Each candle records four prices from one slice of time. Its color tells you whether the slice ended higher or lower than it started.
Hover or tap a numbered label to learn what each part means.
A candle is a tiny container holding four prices: where the period opened, the highest price hit, the lowest price hit, and where the period closed. The body (the rectangle) connects the open and the close. The thin lines above and below (the wicks) reach to the high and the low. Color is just shorthand: green if the close was higher than the open (price went up during this period), red if the close was lower than the open (price went down during this period).

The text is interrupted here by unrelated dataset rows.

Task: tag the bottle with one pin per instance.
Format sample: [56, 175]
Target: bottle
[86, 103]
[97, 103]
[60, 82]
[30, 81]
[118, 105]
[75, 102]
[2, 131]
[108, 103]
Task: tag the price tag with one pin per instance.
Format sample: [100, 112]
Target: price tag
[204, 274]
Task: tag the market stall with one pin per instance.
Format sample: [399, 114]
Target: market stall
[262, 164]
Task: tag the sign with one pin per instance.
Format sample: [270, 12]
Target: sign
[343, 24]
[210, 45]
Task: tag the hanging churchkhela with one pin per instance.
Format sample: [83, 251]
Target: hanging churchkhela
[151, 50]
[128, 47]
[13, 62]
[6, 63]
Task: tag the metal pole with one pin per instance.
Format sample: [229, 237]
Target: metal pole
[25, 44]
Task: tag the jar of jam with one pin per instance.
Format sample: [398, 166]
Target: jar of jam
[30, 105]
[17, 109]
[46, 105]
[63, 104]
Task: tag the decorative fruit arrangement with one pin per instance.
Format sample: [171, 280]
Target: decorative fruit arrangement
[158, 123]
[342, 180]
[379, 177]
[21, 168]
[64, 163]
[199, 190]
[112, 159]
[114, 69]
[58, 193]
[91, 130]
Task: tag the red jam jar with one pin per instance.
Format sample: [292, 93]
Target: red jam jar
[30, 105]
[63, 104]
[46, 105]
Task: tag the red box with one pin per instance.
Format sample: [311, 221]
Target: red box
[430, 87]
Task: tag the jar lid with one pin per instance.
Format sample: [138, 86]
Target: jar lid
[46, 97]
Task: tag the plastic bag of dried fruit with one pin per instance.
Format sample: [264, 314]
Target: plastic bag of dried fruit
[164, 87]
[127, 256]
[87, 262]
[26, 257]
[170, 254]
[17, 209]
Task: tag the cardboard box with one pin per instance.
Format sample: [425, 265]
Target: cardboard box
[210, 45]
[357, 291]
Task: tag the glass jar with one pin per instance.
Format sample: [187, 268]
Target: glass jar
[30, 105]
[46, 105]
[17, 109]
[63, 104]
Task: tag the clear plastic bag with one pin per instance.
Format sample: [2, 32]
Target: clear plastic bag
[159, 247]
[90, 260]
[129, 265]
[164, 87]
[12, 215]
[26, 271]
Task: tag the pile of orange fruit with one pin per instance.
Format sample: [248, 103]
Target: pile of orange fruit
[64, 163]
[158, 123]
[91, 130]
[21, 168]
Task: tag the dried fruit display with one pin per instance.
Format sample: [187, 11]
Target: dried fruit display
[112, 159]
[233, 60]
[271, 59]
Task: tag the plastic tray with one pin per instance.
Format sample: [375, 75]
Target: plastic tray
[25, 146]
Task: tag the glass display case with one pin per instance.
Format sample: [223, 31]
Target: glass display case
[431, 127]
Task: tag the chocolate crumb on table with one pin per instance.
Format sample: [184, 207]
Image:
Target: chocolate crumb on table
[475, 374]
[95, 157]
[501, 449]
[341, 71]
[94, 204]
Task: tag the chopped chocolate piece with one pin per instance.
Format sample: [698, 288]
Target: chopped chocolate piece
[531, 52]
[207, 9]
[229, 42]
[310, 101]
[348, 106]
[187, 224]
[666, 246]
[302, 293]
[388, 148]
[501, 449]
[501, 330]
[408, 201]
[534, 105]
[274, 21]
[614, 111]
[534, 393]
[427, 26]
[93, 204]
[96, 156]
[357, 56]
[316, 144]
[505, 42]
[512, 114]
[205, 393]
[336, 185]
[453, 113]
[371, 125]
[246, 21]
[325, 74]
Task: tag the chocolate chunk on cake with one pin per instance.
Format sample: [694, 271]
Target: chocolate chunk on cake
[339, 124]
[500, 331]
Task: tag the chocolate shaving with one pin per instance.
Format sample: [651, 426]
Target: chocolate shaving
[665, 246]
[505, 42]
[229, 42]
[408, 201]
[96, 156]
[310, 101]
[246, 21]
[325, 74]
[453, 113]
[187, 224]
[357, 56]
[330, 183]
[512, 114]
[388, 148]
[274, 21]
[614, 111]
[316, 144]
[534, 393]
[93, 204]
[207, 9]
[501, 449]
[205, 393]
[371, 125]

This candle opened at 100, dipped briefly to 99, climbed to 104, and closed at 103. Green body, because the close (103) is higher than the open (100). The lower wick shows the brief dip, the upper wick shows the brief peak above the close.
When you see a green candle, you know two things instantly: the period ended above where it started (close > open), AND the body fills the open-to-close range. Everything else is in the wicks.
Why people mix it up: Both the open and the close sit on the body's edges, so beginners flip them constantly.
How to tell them apart: On a GREEN candle, the open is at the BOTTOM of the body and the close is at the TOP. On a RED candle, the open is at the TOP and the close is at the BOTTOM. The rule: the close is always on the side the candle MOVED toward.
Why people mix it up: On a green candle with no upper wick, the high IS the top of the body — but on a candle WITH an upper wick, the high is above the body.
How to tell them apart: The HIGH is the top of the WICK (the highest point the candle reaches). The TOP OF THE BODY is the higher of the open and close. On a candle with a long upper wick, those are two different things.